Il divieto di pubblicare immagini che raffigurino esseri viventi ha creato dibattito, ma senza conseguenze sul miglioramento sui diritti in Afghanistan
Tra le decine di editti restrittivi imposti dai talebani dal 2002 a oggi, ce n’è uno che sta facendo discutere gli afghani più di altri. Si tratta del divieto di pubblicare immagini che raffigurino esseri viventi. Come sottolinea Célia Mercier, responsabile per l’Afghanistan di Reporter senza frontiere (RSF), «sembra che il leader supremo», l’invisibile emiro Hibatullah Akhundzada, «e i suoi alleati a Kandahar», il suo bastione meridionale, «vogliano applicare la politica talebana degli anni ‘90». Questa ulteriore spinta oltranzista mette a rischio i già vessati e pochi giornalisti afghani.

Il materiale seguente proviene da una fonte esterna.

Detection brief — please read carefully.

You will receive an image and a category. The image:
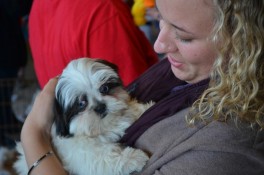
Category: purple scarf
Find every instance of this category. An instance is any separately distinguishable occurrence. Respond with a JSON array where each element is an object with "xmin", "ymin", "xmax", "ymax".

Ci sono però fazioni dei talebani che frenano: nell’era dei social network e dei cellulari, molti di loro ricorrono alle immagini per farsi conoscere. È il caso del potente Sirajuddin Haqqani, vice di Akhundzada, che di recente ha rilasciato una rara intervista al New York Times corredata da un suo ritratto. Il titolo dell’articolo, contestato da molti, era «Può quest’uomo salvare le donne afghane?». La risposta — lo scrive lo stesso New York Times — è no. Ad Haqqani non interessa certo la parità di genere. È semplicemente più attento di Akhundzada alle relazioni pubbliche e sa che la questione femminile rischia di isolare completamente il regime. Questo quadro conferma un dato già noto: i talebani non sono uniti al loro interno. Esistono allora delle crepe nel governo di Kabul nella quale la comunità internazionale, se vuole, si può inserire per tentare di salvare gli afghani. Donne o uomini.